The section on “Living Our Values” states, “Infused throughout the vision is a dedication to fostering a diverse and inclusive environment on our campus and in our research, and to addressing racial justice in our community.” 

The welfare of people everywhere… forging deeper partnerships with community… addressing racial justice—these are your words. These words capture the next rung on the ladder of institutional excellence at Stanford, the third stage of community service. They are not, I would add, the words of politically correct “wokeness” gone awry. As an African-American, when I hear political operatives and attention-seekers derisively characterize the history of slavery, Jim Crow, genocide, and structural racism suffered by my ancestors and other communities of color in our nation it brings me trauma, hurt, and anger. I fear that our academic institutions will cower under politically motivated assaults and hide under the rock of political neutrality for safety. Courage and moral standing will be required. There should be freedom of speech, of course; but freedom to pursue life, liberty and happiness must be a “for all” rather than a “for some” proposition.

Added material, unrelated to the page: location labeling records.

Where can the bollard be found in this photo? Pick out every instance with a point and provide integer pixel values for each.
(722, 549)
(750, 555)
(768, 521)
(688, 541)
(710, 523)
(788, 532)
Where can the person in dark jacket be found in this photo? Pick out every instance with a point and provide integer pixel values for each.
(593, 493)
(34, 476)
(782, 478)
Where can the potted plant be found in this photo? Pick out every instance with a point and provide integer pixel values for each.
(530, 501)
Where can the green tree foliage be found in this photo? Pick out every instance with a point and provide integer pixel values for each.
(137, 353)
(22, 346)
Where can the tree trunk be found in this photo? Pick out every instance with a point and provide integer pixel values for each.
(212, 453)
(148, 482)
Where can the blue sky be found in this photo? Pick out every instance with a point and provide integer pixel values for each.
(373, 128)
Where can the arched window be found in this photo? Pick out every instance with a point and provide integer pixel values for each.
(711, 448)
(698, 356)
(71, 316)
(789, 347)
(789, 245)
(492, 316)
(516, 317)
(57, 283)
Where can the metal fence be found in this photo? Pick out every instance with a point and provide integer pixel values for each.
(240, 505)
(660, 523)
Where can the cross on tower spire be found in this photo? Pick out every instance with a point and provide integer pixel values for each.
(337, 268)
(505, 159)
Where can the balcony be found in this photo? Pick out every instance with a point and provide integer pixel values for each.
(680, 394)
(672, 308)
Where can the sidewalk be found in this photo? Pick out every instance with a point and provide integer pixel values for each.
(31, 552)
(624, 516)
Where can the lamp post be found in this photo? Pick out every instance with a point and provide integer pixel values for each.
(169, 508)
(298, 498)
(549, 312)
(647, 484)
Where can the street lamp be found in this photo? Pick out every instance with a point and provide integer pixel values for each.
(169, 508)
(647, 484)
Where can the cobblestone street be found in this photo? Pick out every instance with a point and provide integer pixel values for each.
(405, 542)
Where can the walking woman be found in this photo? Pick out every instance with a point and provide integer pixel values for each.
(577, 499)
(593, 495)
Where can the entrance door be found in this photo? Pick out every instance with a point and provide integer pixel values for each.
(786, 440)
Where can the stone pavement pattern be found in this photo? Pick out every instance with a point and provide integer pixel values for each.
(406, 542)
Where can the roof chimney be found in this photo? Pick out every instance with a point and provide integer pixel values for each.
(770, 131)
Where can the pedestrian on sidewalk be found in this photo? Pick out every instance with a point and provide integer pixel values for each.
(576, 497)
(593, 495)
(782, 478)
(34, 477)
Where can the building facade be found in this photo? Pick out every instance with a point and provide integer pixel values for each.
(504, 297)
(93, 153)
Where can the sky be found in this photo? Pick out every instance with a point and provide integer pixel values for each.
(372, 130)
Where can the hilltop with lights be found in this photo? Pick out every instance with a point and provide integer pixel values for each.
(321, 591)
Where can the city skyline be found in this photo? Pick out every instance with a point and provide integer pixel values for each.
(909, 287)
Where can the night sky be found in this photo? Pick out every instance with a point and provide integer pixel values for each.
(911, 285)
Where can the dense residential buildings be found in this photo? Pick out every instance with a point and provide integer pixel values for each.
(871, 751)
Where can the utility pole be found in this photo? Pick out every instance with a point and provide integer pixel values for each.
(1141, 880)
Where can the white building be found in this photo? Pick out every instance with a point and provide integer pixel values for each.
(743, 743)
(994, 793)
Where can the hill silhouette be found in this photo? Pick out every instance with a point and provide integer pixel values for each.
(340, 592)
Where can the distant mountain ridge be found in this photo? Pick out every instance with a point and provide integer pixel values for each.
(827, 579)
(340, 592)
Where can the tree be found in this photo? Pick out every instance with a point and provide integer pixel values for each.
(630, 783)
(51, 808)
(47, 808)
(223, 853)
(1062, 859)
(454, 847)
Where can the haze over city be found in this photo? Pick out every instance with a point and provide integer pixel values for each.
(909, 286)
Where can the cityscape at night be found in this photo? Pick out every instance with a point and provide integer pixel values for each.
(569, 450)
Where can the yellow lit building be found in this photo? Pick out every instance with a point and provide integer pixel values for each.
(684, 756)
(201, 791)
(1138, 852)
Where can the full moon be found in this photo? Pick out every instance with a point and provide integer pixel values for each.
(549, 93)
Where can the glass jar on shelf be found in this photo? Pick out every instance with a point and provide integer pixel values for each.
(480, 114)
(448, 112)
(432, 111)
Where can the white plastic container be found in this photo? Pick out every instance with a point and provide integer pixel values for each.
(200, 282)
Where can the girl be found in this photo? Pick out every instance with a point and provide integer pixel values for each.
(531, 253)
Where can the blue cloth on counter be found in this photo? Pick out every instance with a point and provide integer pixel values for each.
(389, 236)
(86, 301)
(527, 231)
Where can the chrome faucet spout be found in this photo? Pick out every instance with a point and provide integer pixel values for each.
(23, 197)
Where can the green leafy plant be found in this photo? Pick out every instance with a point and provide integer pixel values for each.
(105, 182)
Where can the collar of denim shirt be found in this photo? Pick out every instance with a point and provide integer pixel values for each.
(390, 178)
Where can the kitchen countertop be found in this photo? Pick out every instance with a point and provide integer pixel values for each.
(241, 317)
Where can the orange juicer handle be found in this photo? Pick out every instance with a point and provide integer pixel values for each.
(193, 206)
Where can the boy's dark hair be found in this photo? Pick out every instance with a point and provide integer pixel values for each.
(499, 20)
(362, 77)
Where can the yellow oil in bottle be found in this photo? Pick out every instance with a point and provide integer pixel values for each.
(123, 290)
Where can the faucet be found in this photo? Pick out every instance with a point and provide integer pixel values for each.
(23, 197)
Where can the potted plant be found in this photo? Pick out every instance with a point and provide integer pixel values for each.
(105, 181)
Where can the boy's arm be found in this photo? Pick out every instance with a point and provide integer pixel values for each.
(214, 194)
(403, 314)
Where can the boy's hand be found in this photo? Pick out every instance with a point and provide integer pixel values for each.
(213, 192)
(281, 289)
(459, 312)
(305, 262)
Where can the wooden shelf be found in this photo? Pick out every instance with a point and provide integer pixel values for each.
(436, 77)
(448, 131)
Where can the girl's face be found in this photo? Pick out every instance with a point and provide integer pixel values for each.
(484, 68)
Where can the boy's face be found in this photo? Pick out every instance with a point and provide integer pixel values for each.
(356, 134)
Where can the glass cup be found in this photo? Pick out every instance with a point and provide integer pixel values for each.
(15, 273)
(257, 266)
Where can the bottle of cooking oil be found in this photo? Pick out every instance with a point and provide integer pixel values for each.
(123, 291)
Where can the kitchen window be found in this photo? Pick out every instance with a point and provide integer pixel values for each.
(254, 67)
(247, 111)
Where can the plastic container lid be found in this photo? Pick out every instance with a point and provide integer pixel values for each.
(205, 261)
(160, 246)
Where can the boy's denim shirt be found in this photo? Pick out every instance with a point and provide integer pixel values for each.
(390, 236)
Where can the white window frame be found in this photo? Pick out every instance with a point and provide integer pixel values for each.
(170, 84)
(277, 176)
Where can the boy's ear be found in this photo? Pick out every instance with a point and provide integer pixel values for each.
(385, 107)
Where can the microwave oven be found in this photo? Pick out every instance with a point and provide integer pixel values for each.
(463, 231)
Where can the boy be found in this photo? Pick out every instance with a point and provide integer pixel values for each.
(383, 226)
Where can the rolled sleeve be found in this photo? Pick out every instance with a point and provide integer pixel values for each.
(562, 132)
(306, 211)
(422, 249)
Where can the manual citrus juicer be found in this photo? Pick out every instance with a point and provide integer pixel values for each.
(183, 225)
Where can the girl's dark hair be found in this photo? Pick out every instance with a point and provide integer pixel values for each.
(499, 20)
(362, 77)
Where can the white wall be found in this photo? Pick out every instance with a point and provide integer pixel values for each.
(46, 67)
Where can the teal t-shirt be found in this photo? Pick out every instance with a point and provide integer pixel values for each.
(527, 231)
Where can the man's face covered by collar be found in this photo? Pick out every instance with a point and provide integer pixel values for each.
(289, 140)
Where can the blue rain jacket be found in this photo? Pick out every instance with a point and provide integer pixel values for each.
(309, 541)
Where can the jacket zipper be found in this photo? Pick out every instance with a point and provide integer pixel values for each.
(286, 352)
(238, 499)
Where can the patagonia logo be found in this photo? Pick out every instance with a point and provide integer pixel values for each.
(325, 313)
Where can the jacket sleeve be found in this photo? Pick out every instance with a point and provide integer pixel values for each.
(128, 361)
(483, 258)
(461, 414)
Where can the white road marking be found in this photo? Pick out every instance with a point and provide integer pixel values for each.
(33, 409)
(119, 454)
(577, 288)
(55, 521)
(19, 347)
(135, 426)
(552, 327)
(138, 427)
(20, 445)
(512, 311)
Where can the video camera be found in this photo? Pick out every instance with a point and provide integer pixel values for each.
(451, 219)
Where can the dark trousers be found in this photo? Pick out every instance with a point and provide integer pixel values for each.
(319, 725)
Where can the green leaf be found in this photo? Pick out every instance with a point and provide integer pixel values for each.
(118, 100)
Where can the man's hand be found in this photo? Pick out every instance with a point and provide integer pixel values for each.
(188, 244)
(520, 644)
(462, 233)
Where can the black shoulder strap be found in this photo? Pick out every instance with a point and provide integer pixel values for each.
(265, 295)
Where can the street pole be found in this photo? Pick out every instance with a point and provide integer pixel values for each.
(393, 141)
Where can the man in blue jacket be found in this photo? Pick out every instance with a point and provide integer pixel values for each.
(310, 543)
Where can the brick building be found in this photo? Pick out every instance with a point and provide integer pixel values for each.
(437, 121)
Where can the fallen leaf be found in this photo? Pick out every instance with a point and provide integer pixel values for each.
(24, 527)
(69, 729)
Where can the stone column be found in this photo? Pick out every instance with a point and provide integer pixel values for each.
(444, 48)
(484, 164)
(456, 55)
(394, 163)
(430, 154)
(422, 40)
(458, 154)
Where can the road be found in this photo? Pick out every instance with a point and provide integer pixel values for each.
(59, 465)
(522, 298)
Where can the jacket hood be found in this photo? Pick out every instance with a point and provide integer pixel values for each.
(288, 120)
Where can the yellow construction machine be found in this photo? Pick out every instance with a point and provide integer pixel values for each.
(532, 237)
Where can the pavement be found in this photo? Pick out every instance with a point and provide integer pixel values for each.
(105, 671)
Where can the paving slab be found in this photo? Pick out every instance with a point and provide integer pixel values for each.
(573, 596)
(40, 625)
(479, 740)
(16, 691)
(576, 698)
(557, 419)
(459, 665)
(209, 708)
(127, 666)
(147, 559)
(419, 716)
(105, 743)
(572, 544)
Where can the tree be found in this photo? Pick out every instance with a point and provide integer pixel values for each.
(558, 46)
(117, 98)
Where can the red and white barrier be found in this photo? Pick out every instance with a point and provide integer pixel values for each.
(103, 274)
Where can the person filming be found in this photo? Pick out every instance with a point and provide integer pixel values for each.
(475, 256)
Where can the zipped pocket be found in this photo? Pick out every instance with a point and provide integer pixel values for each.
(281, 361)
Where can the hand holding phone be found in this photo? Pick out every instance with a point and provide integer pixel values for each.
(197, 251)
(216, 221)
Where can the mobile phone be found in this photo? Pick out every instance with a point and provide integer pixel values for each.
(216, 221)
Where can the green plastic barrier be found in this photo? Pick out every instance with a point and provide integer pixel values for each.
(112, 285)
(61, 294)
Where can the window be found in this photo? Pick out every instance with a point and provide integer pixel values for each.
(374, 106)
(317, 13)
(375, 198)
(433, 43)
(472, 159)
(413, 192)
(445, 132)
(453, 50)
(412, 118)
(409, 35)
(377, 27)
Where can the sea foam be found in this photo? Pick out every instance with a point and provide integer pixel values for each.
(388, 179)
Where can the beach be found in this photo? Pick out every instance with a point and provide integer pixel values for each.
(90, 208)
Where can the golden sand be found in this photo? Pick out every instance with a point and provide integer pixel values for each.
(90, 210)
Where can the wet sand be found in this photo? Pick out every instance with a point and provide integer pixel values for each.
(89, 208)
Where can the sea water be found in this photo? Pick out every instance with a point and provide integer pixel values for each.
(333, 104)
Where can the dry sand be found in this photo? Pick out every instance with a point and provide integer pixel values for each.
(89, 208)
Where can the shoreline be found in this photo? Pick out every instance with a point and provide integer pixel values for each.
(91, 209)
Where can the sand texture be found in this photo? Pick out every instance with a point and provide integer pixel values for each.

Fortunately, Stanford has laid down some building blocks for this next, required, developmental leap.  I have witnessed such building blocks during my time here, and prepare to depart my visitorship pleasantly surprised. The Haas Center houses a number of these assets, and Stanford must build further upon them.

Specific Considerations for Action

  • In preparation for the nation’s 250th anniversary in 2026, issue a statement from Stanford leadership—its President and Board—that preparing leaders to contribute to our nation’s multiracial democracy is the sine qua non of Stanford’s purpose. The message should be clear: for the future of our nation, race matters, and democracy matters. 
  • Build on Cardinal Service programming—take it further; double or triple the capacity and reach over the next five years. Ideally, every Stanford undergraduate student, graduate student, and faculty member should experience Cardinal Service and public service during their time at Stanford. Public service must be elevated from a “nice to have” to a “must have” spirit. I am not in favor of mandating or requiring it, but I am most definitely in favor of elevating it; this is as much about culture as it is strategy.
  • Create new ways for the institution to reward and incentivize public and community service.  Admissions criteria, grading systems, tenure evaluation, awards, and recognition might be areas for exploration.
  • Along the lines of thinking globally and acting locally, Stanford should adopt a more robust place-based strategy to partner with community leaders to advance racial equity, economic inclusion, climate justice, and community wellness. Engage in public-private efforts to realize ground-up partnerships to advance equity and democracy in 5–7 low income Bay Area communities. And stick with it for a ten-year duration.
  • Reinvigorate the terrific Stanford Medicine Commission on Justice & Equity report—there has been some progress but accelerate the implementation through focused attention and support.  And by the way, Stanford Health must do a better job of engaging patients and communities served by Medi-Cal.

Given Stanford’s reputation as “the best of the best,” these and other considerations for action will send a powerful message to institutions of higher learning across the nation and around the world: We can imagine a better world, we believe in a better world, and we will attract and prepare leaders who will contribute in service of this vision.